So it comes to this, it seems. "The Incredible Hercules" is no more, with the apparent death of its titular character in its final issue. (I am pretty sure that Hercules would approve of the word "titular" in this review, even if he didn't get its real meaning.) It's a real shame, because "The Incredible Hercules" was an always entertaining mixture of heroism and comedy, the kind of book I looked forward to reading with each new issue.

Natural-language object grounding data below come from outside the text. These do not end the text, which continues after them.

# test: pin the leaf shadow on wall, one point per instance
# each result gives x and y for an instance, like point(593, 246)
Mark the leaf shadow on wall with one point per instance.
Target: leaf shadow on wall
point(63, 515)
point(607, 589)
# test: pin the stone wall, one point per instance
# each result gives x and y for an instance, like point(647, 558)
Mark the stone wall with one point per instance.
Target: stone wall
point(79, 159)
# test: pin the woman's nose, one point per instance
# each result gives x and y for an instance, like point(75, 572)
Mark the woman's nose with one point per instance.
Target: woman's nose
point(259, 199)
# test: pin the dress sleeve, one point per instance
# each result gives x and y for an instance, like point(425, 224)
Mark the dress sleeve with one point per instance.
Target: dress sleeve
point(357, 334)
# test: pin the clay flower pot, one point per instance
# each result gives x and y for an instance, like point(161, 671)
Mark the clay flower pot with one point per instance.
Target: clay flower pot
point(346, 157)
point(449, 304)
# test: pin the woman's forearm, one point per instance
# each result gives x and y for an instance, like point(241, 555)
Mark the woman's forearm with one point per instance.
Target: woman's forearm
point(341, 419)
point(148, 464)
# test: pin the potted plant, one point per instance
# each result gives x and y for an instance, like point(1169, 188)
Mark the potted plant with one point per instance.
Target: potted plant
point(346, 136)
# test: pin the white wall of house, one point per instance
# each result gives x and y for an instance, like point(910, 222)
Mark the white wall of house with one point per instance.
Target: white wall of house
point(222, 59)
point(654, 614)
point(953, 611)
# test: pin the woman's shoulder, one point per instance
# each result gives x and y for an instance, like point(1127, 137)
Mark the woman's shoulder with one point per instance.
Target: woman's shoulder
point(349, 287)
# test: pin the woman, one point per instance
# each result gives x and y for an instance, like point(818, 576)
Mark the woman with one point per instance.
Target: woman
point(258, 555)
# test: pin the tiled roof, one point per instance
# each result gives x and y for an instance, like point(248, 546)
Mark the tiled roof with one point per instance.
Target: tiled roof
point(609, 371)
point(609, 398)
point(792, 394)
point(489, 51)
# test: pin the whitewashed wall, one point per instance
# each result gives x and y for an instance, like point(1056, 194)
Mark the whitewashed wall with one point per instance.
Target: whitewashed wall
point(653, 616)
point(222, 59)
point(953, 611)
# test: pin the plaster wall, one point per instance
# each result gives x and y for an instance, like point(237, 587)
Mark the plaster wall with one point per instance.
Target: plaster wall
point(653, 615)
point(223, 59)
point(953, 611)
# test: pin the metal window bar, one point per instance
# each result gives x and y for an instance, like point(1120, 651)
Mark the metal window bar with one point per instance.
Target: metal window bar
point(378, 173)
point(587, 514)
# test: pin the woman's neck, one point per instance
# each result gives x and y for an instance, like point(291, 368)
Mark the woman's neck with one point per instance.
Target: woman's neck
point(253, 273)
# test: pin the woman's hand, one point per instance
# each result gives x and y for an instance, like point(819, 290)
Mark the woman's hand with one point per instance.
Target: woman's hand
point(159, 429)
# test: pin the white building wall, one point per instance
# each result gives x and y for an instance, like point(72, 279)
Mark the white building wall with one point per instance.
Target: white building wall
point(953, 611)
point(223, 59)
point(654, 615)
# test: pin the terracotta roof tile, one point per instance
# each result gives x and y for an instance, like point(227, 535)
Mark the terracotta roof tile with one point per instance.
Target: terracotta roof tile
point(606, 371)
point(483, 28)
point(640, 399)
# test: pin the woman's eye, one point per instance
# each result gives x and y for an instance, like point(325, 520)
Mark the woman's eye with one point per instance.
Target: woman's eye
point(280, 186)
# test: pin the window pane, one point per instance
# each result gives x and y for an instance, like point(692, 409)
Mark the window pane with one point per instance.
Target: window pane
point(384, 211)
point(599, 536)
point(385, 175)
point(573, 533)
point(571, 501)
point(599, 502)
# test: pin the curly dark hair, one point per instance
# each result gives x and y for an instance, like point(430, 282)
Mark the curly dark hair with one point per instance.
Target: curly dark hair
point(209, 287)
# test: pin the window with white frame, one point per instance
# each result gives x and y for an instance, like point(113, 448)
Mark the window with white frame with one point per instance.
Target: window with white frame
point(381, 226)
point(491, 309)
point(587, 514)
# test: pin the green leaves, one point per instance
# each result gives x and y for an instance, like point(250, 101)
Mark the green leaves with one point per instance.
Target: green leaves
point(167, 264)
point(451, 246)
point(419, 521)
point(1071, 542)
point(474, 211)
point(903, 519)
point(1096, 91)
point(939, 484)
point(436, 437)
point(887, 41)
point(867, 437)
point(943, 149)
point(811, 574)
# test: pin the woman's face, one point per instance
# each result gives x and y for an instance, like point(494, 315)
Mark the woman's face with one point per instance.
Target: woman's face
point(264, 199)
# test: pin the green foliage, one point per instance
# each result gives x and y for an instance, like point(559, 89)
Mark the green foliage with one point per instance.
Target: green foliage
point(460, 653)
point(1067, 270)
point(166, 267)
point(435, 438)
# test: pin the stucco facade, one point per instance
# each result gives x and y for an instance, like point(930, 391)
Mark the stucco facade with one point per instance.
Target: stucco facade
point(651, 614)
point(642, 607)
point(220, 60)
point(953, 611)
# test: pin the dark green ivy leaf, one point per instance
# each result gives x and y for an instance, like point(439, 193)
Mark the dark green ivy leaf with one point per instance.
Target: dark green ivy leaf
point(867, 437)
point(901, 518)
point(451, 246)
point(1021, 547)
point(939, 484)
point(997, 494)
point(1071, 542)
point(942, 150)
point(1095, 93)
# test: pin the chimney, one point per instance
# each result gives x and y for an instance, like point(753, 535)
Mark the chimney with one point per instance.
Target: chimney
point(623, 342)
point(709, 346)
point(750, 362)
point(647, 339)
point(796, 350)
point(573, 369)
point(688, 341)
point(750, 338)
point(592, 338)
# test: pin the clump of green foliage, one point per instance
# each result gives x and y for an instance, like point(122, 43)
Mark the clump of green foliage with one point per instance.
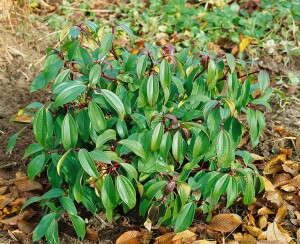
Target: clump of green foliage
point(274, 26)
point(157, 130)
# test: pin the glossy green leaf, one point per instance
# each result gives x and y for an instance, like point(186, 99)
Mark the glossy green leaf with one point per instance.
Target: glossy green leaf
point(157, 136)
point(152, 90)
point(69, 94)
point(43, 226)
point(126, 191)
point(95, 74)
point(185, 218)
point(36, 166)
point(12, 141)
point(115, 102)
point(87, 163)
point(134, 146)
point(97, 117)
point(225, 150)
point(108, 197)
point(69, 132)
point(106, 43)
point(79, 225)
point(230, 61)
point(165, 74)
point(68, 205)
point(105, 136)
point(141, 66)
point(177, 147)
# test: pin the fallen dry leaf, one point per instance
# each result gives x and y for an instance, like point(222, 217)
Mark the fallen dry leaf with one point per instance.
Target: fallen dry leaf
point(24, 184)
point(91, 234)
point(265, 211)
point(130, 237)
point(281, 214)
point(185, 236)
point(254, 230)
point(225, 222)
point(21, 216)
point(244, 239)
point(268, 184)
point(274, 234)
point(282, 179)
point(25, 227)
point(262, 222)
point(165, 239)
point(275, 164)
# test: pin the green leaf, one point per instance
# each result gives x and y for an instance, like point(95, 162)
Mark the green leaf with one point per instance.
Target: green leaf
point(106, 43)
point(185, 218)
point(134, 146)
point(83, 122)
point(152, 90)
point(177, 147)
point(115, 102)
point(43, 226)
point(69, 94)
point(61, 160)
point(154, 188)
point(126, 191)
point(130, 170)
point(108, 197)
point(141, 66)
point(12, 141)
point(220, 187)
point(87, 163)
point(35, 166)
point(165, 74)
point(79, 225)
point(157, 136)
point(105, 136)
point(231, 191)
point(68, 205)
point(178, 84)
point(97, 117)
point(31, 149)
point(225, 150)
point(128, 31)
point(201, 144)
point(52, 233)
point(69, 132)
point(165, 145)
point(95, 74)
point(263, 81)
point(249, 193)
point(230, 61)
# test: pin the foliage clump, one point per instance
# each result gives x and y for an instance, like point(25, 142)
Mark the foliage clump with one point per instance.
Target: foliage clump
point(159, 130)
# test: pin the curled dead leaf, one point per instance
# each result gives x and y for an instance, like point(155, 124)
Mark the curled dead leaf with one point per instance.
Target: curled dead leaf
point(225, 222)
point(185, 236)
point(274, 234)
point(262, 222)
point(281, 214)
point(130, 237)
point(268, 184)
point(165, 239)
point(282, 179)
point(275, 164)
point(265, 211)
point(253, 230)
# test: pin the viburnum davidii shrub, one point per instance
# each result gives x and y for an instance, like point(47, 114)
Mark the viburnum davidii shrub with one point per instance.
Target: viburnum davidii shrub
point(157, 130)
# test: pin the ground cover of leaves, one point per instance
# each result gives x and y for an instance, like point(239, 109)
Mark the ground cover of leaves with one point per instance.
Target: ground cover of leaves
point(274, 216)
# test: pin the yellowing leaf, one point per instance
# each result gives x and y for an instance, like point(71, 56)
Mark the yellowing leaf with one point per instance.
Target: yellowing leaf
point(225, 222)
point(129, 237)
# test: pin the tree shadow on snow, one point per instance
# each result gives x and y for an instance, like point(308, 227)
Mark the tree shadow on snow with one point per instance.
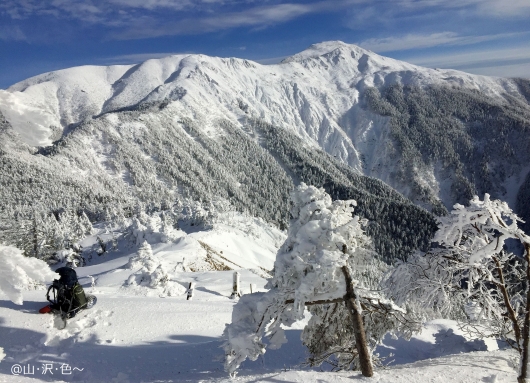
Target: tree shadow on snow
point(193, 358)
point(26, 307)
point(447, 343)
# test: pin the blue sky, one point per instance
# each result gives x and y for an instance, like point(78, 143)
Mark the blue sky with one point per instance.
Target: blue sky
point(490, 37)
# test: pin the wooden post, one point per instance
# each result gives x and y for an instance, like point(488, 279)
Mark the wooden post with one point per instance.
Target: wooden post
point(190, 291)
point(522, 378)
point(358, 327)
point(235, 287)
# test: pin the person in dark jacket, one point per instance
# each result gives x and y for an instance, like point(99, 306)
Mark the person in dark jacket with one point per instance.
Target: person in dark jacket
point(68, 295)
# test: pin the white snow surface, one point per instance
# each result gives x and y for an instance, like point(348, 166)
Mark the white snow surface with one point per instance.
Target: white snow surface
point(136, 337)
point(307, 93)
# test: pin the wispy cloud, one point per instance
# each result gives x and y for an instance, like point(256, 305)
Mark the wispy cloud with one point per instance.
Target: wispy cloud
point(138, 57)
point(257, 17)
point(475, 58)
point(415, 41)
point(508, 62)
point(12, 34)
point(496, 8)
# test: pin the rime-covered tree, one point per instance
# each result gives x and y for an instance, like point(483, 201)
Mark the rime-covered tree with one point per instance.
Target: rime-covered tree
point(471, 276)
point(325, 251)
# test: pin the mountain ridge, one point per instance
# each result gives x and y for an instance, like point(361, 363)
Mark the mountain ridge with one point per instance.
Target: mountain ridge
point(421, 131)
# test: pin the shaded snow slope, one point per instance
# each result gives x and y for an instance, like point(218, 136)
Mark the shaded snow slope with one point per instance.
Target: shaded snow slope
point(318, 94)
point(308, 92)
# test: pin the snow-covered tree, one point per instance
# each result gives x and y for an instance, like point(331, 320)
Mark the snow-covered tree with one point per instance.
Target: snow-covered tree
point(325, 250)
point(471, 276)
point(151, 273)
point(18, 273)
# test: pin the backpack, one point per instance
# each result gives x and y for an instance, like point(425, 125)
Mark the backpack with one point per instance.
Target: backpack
point(66, 294)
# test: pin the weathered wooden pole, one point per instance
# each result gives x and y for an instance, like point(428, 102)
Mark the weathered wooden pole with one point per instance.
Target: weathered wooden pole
point(235, 287)
point(354, 309)
point(190, 291)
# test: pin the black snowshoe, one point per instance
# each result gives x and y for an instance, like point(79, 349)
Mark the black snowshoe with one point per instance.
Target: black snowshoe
point(66, 296)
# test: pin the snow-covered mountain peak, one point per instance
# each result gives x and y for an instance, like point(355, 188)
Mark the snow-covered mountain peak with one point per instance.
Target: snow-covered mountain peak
point(324, 48)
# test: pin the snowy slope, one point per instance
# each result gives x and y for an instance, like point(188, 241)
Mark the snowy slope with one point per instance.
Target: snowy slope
point(317, 94)
point(137, 338)
point(309, 92)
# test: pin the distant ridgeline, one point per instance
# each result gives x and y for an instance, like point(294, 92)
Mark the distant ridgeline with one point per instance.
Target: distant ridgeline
point(478, 142)
point(145, 159)
point(125, 162)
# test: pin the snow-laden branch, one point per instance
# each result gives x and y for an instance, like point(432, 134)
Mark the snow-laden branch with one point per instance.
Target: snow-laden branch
point(18, 273)
point(324, 237)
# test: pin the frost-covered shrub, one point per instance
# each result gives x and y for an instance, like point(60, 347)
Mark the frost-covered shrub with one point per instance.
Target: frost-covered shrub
point(150, 273)
point(18, 273)
point(471, 276)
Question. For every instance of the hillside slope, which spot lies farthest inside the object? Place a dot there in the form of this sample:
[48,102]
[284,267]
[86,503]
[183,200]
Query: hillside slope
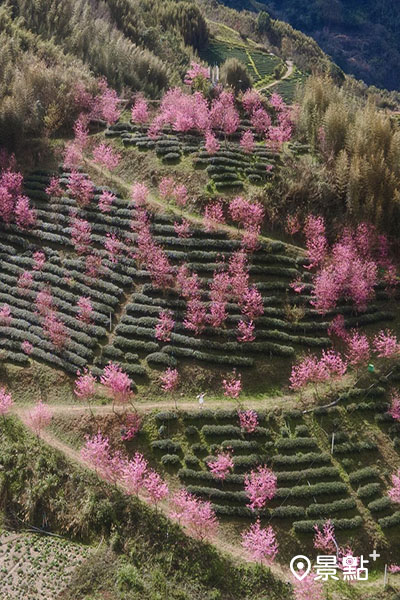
[361,36]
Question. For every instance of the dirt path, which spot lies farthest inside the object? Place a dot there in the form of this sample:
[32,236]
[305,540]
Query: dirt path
[74,456]
[290,67]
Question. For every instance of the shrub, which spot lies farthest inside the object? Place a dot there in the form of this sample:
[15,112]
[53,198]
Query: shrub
[166,445]
[380,505]
[308,526]
[363,474]
[369,490]
[170,459]
[326,510]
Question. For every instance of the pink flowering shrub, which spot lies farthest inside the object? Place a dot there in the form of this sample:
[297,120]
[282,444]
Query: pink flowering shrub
[196,515]
[117,382]
[39,260]
[260,486]
[85,385]
[221,465]
[324,538]
[140,111]
[105,201]
[155,487]
[260,544]
[6,402]
[394,492]
[106,157]
[245,331]
[232,385]
[386,344]
[85,310]
[248,420]
[26,347]
[5,316]
[164,326]
[80,188]
[394,410]
[169,380]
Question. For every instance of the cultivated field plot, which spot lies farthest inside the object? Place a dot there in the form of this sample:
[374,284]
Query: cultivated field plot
[348,485]
[259,64]
[127,306]
[36,567]
[228,169]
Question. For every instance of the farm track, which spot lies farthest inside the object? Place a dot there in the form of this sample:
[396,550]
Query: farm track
[74,456]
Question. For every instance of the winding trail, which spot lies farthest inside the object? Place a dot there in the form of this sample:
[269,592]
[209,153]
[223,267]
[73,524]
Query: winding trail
[74,456]
[290,67]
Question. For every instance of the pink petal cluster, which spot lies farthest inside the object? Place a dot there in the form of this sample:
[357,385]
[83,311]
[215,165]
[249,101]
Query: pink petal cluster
[6,402]
[117,382]
[105,156]
[260,486]
[260,544]
[164,326]
[5,316]
[195,515]
[394,492]
[85,385]
[232,385]
[169,380]
[221,465]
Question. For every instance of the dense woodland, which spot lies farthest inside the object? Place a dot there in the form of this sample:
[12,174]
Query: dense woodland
[360,36]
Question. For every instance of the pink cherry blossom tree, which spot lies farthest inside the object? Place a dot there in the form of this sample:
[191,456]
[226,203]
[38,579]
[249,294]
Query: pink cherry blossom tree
[386,344]
[245,331]
[260,486]
[54,189]
[140,111]
[105,201]
[260,544]
[164,326]
[117,383]
[134,474]
[6,402]
[211,144]
[80,188]
[85,310]
[156,488]
[56,331]
[24,283]
[248,420]
[139,194]
[39,260]
[81,232]
[232,385]
[182,229]
[358,349]
[26,347]
[394,410]
[394,492]
[308,588]
[247,141]
[324,538]
[5,316]
[197,516]
[106,157]
[169,380]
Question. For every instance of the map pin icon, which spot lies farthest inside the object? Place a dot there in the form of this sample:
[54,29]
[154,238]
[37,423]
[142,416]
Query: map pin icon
[300,566]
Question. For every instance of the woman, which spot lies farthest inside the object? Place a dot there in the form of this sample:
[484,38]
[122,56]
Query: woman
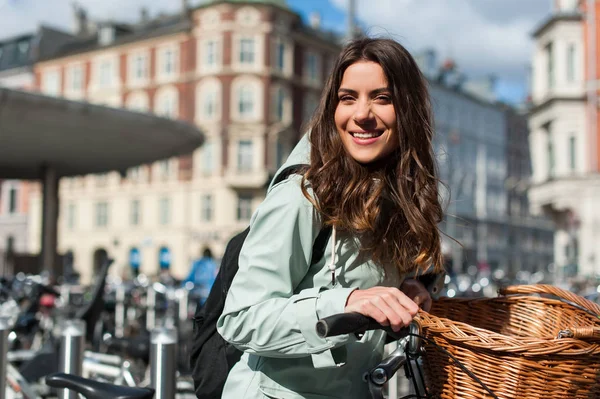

On the bright side, we are getting a two-issue wrap-up in the form of "Hercules: Fall of an Avenger" with all the characters that Hercules and Amadeus Cho encountered over the run of the series. And really, this almost makes the loss of the main series worth it. From Amadeus' opening, angry words towards Athena and her role in Hercules's death, to the various speeches given by friends, there's a lot to enjoy. It's a mixture of brand-new stories and actual flashbacks to earlier comics, plus some fairly hilarious addendums to earlier stories. (The many loves of Hercules sequence gave me a nice chuckle, because it rang so true to the character himself.)
Ariel Olivetti's art works for the most part, although there are some spots where it looks a little stiff and washed out. The script unfortunately also spotlights one of Olivetti's big weaknesses; at the top of page 18, with Namora, Snowbird, Black Widow, and Alfyse standing next to one another, it's impossible to miss that they all have the exact same face. Still, when Olivetti's on,it results in a strong and powerful look to the art, and when he does draw backgrounds (which, unfortunately, seems to be only half of the time) they're striking-looking.
"Hercules: Fall of an Avenger" uses its backup feature well, with Paul Tobin stepping in to script an "Agents of Atlas" story where Namora and Venus have to tell everyone connected to Hercules about his death. It's a smart choice of characters, as they're the only two to really have a connection to him, and it manages to take what is normally a minor details part of someone's death and making it an actual story. It's a nice diversion, even as it's also a good look at the grieving process and how love isn't always a positive emotion. Reilly Brown and Jason Paz do a nice job on the art; I like the young, slightly innocent look they give Venus, and the expressions on Namora's face from time to time are worth a few chuckles. Some backup feature in comics these days seem tacked on, but here it makes the overall issue stronger.
I wish that we didn't need the "Hercules: Fall of an Avenger" mini-series, but now that we're at this point it's a classy way to wrap up the series. Hopefully we'll get at least some more Amadeus Cho down the line; until then, this will serve as a good reminder of how Greg Pak and Fred Van Lente made a strange concept work far better than it should have.